Compliance to Validate GPO Settings

Here, I covered using ConfigMgr and Compliance to check that Windows Defender Service, Real Time Protection and the latest definition updates are monitored and to remediate if they become out of date. This demonstrated a fraction of ConfigMgr's Compliance's capabilities. The example was targeted to Windows Defender and created manually, however creating potentially hundreds of items to represent GPO settings would be slow and laborious. There is any easy means of backing up GPO settings, exporting from the Domain and importing into ConfigMgr. Security Compliance Manager (SCM) will be required, its being deprecated by Microsoft with no current alternative for exporting to ConfigMgr. For now its still available.

I'm going to assume SCM and RSAT have been installed.

Open Group Policy Management and browse to 'Group Policy Objects' select the GPO that is applied against the Windows 10 Workstations.

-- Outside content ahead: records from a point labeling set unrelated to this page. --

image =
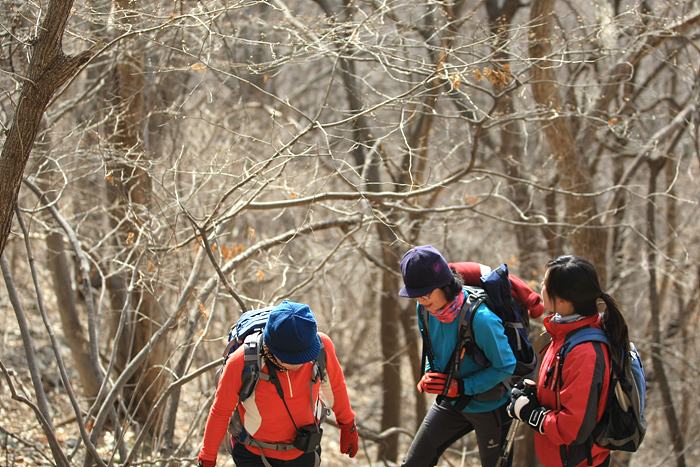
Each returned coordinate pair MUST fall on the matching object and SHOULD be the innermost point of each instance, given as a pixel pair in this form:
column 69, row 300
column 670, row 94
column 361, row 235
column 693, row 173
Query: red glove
column 434, row 383
column 349, row 440
column 206, row 463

Right click the GPO and 'Backup...'

Open SCM and on the right hand side under Import click on 'GPO Backup (Folder)'

Browse to the GPO backup, the root folder will be a guid, select that folder.

Provide a meaningful name

Select the newly imported Baseline, on the right hand side under 'Export' click on 'SCCM DCM 2007 (cab)'

Associate with the Product with the highest unique settings to minimise loss of settings.

Save the cab file

Open the ConfigMgr console and under 'Assets and Compliance' right click on 'Configuration Items' and either create a folder or proceed and select 'Import Configuration Data'

Click 'Add' and select the cab file

'Yes' to the warning message

Complete the import wizard.

The GPO settings will have been imported and is also creates the 'Configuration Baseline'

As you can see 

Taking a look at the 'Settings' tab for Windows Defender you can interrogate the items being validated.

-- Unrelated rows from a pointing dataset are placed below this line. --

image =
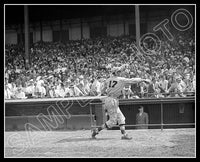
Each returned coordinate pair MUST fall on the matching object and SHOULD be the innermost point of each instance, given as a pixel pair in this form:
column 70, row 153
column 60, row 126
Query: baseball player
column 114, row 86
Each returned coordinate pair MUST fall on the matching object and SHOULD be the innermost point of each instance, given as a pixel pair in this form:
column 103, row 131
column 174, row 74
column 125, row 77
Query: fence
column 166, row 106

The configuration items are imported with a specified OS, not compatible with my current version of Windows, so for each and every item the 'Supported Platforms' requires updating to .....

Right click on the baseline and 'Deploy'

Browse to the target collection, in my case 'All Workstations'

Don't check the 'Remediate noncompliant rules when supported' its GPO and they will end up fighting each other.

Set the number of days to something more suitable

Logon to the client and run 'Machine Policy Retrieval & Evaluation Cycle'

Select the 'Configurations' tab and click on the new Baseline and then 'Evaluate'

Review the report and fix any issues.

As an example the settings were not updated for the correct OS producing a 'Not Detected' error

To check compliance across the enterprise run 'Summary Compliance by Configuration Items for a Configuration Baseline' ConfigMgr report.